# Data Ingestion for Fake News Detection

This notebook demonstrates the data ingestion process for our fake news detection pipeline using Hive metastore tables. Data ingestion is the first critical step in any data science project, as it involves collecting, loading, and preparing the raw data for further processing.

## Why Data Ingestion is Important

In fake news detection, proper data ingestion ensures:
1. Data quality and consistency
2. Appropriate labeling of real and fake news articles
3. Balanced representation of both classes
4. Efficient storage for distributed processing

This notebook will guide you through the process of loading, combining, and processing news data using Apache Spark for distributed processing, with a focus on leveraging Hive metastore tables in Databricks for the complete dataset (approximately 45,000 articles).

## Setup and Imports

First, let's import the necessary libraries and set up our environment.

In [None]:
# Import required libraries
import os
import numpy as np
from pyspark.sql import SparkSession
from pyspark.sql.functions import lit, col, when, count, desc, rand
from pyspark.sql.types import StructType, StructField, StringType, IntegerType

# Import our custom Hive data ingestion module
# Note: In Databricks, you may need to adjust this import path
# You can use %run ./hive_data_ingestion instead
import sys
sys.path.append('/dbfs/FileStore/tables')
from hive_data_ingestion import HiveDataIngestion

## Creating a Spark Session with Hive Support

We'll use Apache Spark for distributed data processing, with Hive support enabled to access the metastore tables. Let's create a properly configured Spark session optimized for the Databricks Community Edition limitations (1 driver, 15.3 GB Memory, 2 Cores).

In [None]:
# Create a Spark session with configuration optimized for Databricks Community Edition
# - appName: Identifies this application in the Spark UI and logs
# - spark.sql.shuffle.partitions: Set to 8 (4x number of cores) for Community Edition
# - spark.driver.memory: Set to 8g to utilize available memory while leaving room for system
# - enableHiveSupport: Enables access to Hive metastore tables
spark = SparkSession.builder \
    .appName("FakeNewsDetection") \
    .config("spark.sql.shuffle.partitions", "8") \
    .config("spark.driver.memory", "8g") \
    .enableHiveSupport() \
    .getOrCreate()

# Display Spark version information
print(f"Spark version: {spark.version}")
print(f"Spark configuration: {spark.sparkContext.getConf().getAll()}")

## Understanding Hive Metastore Tables

In Databricks, the Hive metastore provides a centralized repository to store metadata for tables and partitions.
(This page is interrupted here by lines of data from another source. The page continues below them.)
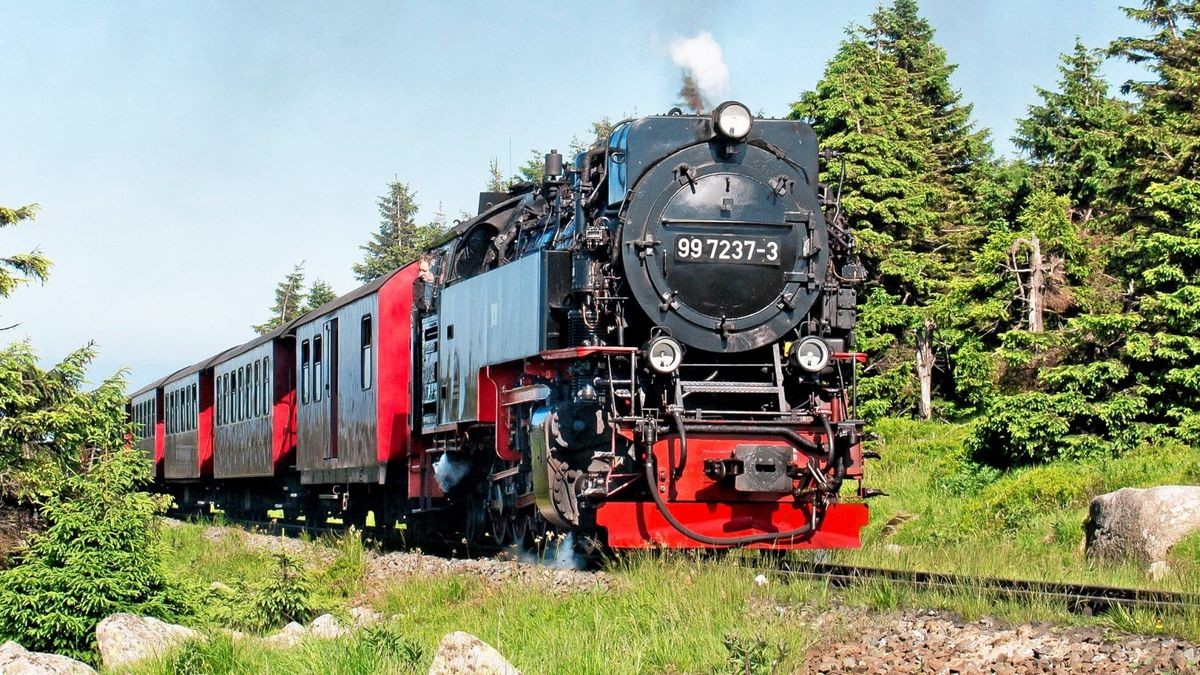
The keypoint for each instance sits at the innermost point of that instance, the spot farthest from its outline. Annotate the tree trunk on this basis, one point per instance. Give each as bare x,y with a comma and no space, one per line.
925,369
1037,286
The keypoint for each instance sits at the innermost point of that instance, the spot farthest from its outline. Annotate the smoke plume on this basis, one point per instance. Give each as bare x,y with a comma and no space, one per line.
449,471
706,77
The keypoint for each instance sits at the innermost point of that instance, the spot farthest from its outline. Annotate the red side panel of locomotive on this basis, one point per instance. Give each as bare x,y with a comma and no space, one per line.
395,368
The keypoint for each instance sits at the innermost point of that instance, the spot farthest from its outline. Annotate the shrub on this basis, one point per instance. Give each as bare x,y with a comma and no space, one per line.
282,598
1037,426
1020,496
97,556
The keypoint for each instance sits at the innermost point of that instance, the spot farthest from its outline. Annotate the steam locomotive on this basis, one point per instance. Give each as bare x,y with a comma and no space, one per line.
652,346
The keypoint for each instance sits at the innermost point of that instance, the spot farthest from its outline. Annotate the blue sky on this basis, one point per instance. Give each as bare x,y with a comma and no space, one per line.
187,154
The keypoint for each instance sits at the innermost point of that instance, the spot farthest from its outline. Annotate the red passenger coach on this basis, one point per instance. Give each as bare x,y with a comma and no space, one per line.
653,345
353,392
253,424
145,412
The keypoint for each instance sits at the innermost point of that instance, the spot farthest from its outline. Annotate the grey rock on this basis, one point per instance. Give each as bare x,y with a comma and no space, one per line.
1159,569
460,653
126,638
288,637
16,659
1141,524
364,616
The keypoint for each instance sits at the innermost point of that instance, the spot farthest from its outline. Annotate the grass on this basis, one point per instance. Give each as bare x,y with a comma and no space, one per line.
948,515
664,614
678,613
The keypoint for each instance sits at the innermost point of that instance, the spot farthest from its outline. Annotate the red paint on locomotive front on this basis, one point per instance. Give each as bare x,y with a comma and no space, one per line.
283,408
715,509
204,424
634,525
160,435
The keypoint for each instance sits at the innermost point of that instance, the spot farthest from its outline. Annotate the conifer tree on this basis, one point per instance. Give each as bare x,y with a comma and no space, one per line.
289,300
1161,181
1073,136
400,239
496,181
21,268
319,293
898,201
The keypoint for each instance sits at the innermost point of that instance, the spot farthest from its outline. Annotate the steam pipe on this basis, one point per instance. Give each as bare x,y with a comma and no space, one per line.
790,434
683,443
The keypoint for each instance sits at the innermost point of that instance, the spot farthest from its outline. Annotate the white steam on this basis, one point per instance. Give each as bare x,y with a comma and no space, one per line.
701,57
449,471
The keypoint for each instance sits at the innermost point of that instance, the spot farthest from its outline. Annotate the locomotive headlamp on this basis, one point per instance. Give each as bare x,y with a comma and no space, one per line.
664,354
732,120
810,353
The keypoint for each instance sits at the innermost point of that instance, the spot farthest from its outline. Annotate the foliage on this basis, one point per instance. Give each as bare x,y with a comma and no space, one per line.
96,557
282,598
292,300
48,424
913,165
21,268
400,239
753,656
496,181
1074,132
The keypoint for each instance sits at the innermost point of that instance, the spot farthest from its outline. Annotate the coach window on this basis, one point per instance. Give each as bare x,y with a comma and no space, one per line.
267,386
258,388
316,368
365,341
305,371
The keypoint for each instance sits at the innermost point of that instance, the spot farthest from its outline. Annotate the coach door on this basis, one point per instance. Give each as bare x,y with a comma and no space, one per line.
329,332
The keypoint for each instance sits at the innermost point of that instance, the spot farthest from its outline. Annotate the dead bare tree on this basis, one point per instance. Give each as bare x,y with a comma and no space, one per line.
1033,279
925,368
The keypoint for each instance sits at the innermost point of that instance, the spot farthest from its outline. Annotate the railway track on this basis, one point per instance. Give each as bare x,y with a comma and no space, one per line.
1080,598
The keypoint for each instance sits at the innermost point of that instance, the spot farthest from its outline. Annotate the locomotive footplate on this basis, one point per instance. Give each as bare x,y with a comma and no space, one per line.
755,469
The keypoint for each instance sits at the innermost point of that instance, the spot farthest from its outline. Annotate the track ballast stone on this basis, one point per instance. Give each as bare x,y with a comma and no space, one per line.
558,580
934,641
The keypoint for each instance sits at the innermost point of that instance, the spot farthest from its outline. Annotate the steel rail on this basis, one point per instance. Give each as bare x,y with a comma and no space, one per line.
1078,597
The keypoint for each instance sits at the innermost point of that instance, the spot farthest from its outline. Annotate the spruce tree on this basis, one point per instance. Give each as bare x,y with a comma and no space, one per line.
1161,183
319,293
21,268
399,239
289,300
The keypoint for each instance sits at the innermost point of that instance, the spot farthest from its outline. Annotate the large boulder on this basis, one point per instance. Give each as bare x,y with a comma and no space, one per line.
1141,525
462,653
15,659
125,639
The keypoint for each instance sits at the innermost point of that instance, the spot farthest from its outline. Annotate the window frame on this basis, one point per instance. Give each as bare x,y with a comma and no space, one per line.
366,352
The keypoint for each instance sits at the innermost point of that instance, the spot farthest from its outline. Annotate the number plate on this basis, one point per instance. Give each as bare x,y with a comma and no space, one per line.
726,249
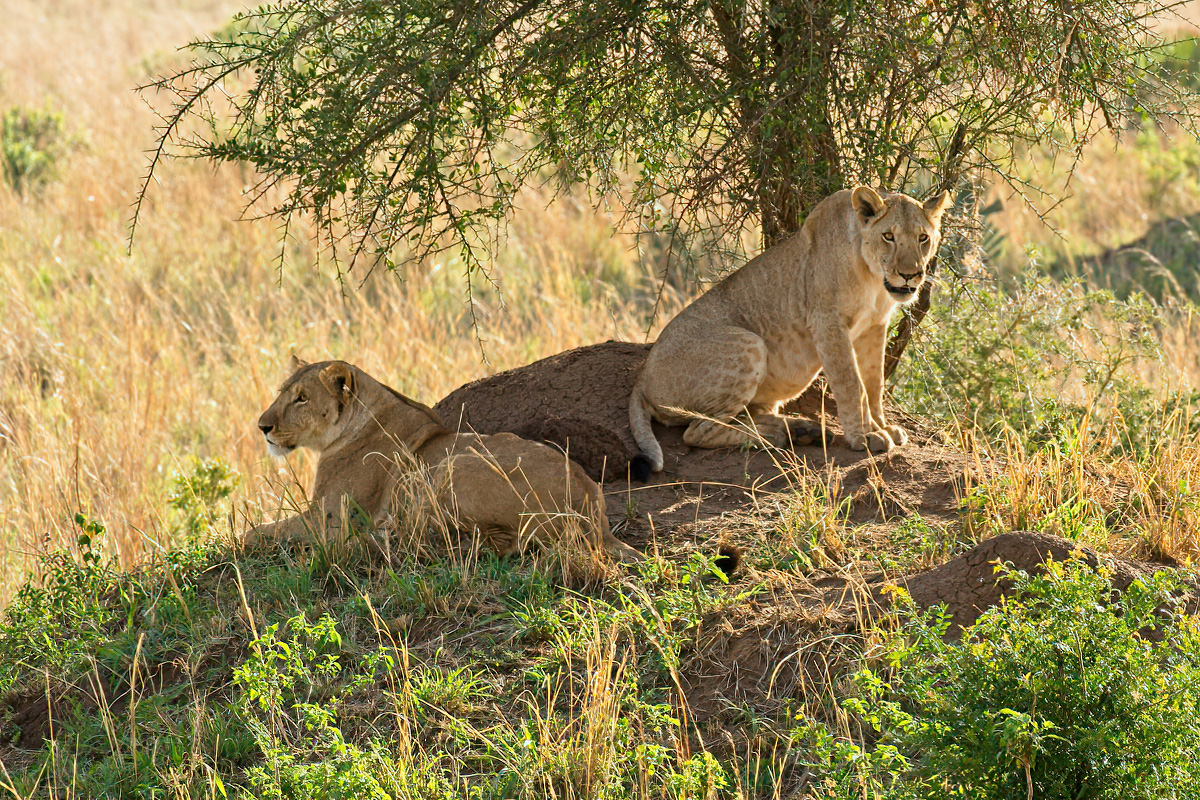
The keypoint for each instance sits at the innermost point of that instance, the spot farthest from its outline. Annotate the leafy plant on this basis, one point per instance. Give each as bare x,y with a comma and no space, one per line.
1039,359
30,144
289,702
1065,691
418,124
54,621
199,495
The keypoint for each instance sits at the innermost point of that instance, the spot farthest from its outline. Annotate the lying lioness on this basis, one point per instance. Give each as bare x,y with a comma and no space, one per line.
507,489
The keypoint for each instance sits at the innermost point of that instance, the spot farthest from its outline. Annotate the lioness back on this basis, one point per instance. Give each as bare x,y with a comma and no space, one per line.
367,433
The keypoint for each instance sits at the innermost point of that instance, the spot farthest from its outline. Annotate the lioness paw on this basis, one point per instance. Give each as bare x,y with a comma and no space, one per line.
873,441
898,434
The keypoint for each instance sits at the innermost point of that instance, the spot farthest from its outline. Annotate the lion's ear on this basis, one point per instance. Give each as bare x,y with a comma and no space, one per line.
339,379
868,203
936,204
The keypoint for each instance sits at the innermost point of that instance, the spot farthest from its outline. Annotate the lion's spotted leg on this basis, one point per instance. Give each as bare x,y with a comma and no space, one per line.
751,428
870,348
838,358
For our fake news detection project, we have two tables in the Hive metastore:

1. **`fake`**: Contains fake news articles with columns: title, text, subject, date
2. **`real`**: Contains real news articles with columns: title, text, subject, date

### Why Use Hive Tables?

Using Hive metastore tables offers several advantages over reading from CSV files:

1. **Centralized Metadata**: Schema information is stored centrally, ensuring consistency across sessions and users
2. **Optimized Performance**: Databricks optimizes query execution on Hive tables
3. **Access Control**: Tables can have access controls applied at the table level
4. **Persistence**: Tables persist across cluster restarts and sessions
5. **Catalog Integration**: Tables are visible in the Databricks catalog UI

Let's explore these tables using Spark SQL.

In [None]:
# List all tables in the default database
print("Available tables in the Hive metastore:")
spark.sql("SHOW TABLES").show()

## Creating Directory Structure in DBFS

Let's create a directory structure in DBFS (Databricks File System) to organize our processed data files.

In [None]:
def create_directory_structure():
    """Create directory structure for data storage in DBFS.
    
    This function creates the necessary directories for storing:
    - Combined data: The full dataset with both real and fake news
    - Processed data: Data after preprocessing steps
    - Model data: Data used for model training and evaluation
    - Sample data: Optional balanced samples for development with limited resources
    """
    # In Databricks, we use dbutils to interact with DBFS
    directories = [
        "dbfs:/FileStore/fake_news_detection/data/combined_data",
        "dbfs:/FileStore/fake_news_detection/data/processed_data",
        "dbfs:/FileStore/fake_news_detection/data/model_data",
        "dbfs:/FileStore/fake_news_detection/data/sample_data"
    ]
    
    for directory in directories:
        # Remove dbfs: prefix for dbutils.fs.mkdirs
        dir_path = directory.replace("dbfs:", "")
        dbutils.fs.mkdirs(dir_path)
        print(f"Created directory: {directory}")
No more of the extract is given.